Arf... L'ultime, l'insurpassable, LE jeu de baston emblématique. La pureté absolue en matière de character design, de jouabilité défiant tout comparatif, de ludicité impériale... mais je m'égare. Le maître-étalon a donné tous ses codes au genre : les manips et les personnages sont devenus une institution (quart de tour avant + coup de poing pour la boule de feu, le chargement des contres de Guile, le saut à outrance de Chun Li, la force brute au corps à corps de Zangief, la rivalité légendaire entre deux combattants au profil identique, Ryu et Ken, Dhalsim, le guerrier déconcertant à l'allonge ridiculisant Rocco Sifredi...).
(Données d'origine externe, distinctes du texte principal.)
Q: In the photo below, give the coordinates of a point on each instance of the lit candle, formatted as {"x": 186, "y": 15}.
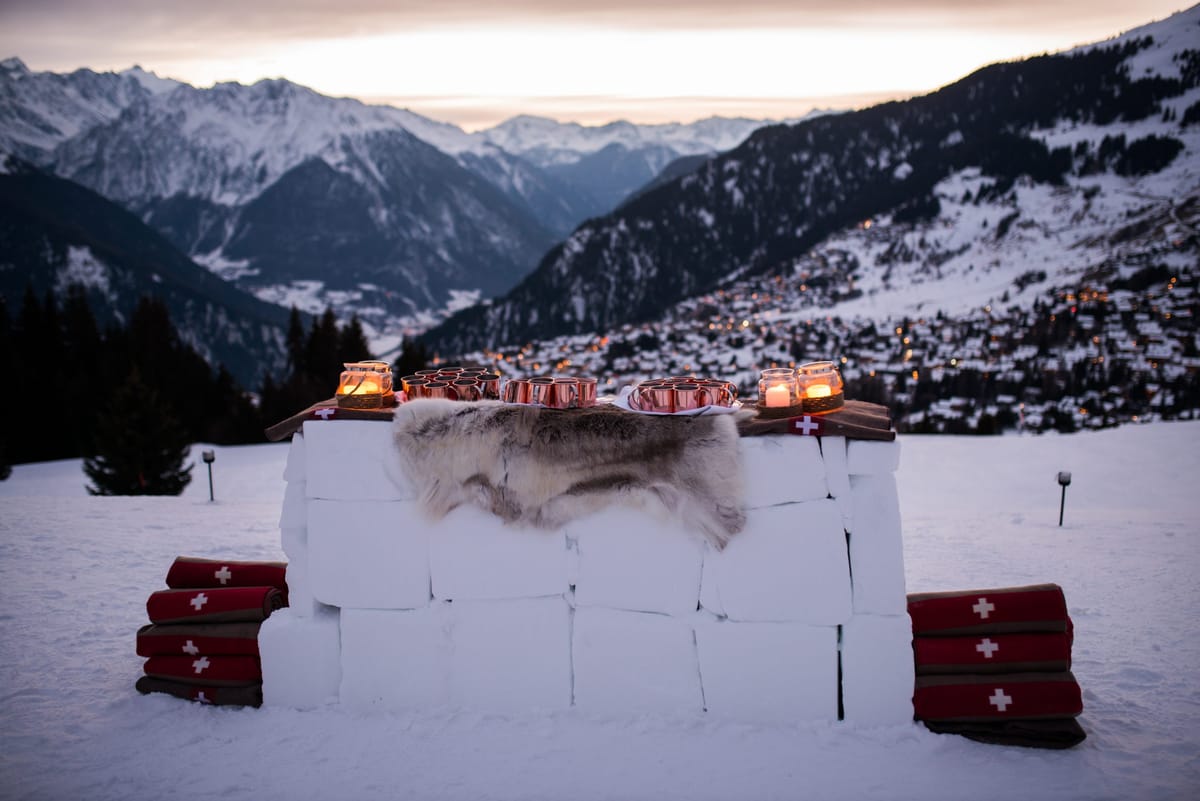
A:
{"x": 366, "y": 386}
{"x": 779, "y": 396}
Les joueurs amateurs de baston ayant fait leurs armes sur ce jeu ont vu leur art du combat plus ou moins formatés malgré eux, tel le Dark Hadou fondant sur le faible. Ceux qui ont surtout utilisé Guile auront ainsi par la suite une nette propension à utiliser (quel que soit le jeu) les coups de contre et d'attente, à l'opposé des fans de Chun Li (dont je fais partie) qui auront pour habitude de privilégier la rapidité et les déplacements aériens. Très peu de déchet dans ce jeu, à part peut-être Balrog dont je n'ai jamais été fan. Les bruitages sont résolument parfaits (oubliez les calamiteux ouh-aah du très mauvais « Super Street Fighter 2 » sorti bien plus tard). Les niveaux bonus (le démolissage de la voiture et les bidons, plus faciles avec Chun Li et Honda), et les fins des différents personnages sont inoubliables encore aujourd'hui, à tel point que depuis, un jeu de baston sans fin personnalisée ne fait... pas fini. Je voue une vénération sans borne pour ce jeu, et le considère plus comme un jeu de stratégie que comme de la baston. Pour les connaisseurs, tout coup porté doit être réfléchi et contient aussi sa parade. Des personnages réputés plus faibles peuvent neutraliser en peu de coups un boss, car utilisés à bon escient, mais à l'inverse, un coup dangereux d'un combattant ne pourra rien contre une parade particulière de certains autres. Eh oui, n'en déplaise à certains, quand j'utilise à outrance le hadou-ken, c'est de la stratégie !!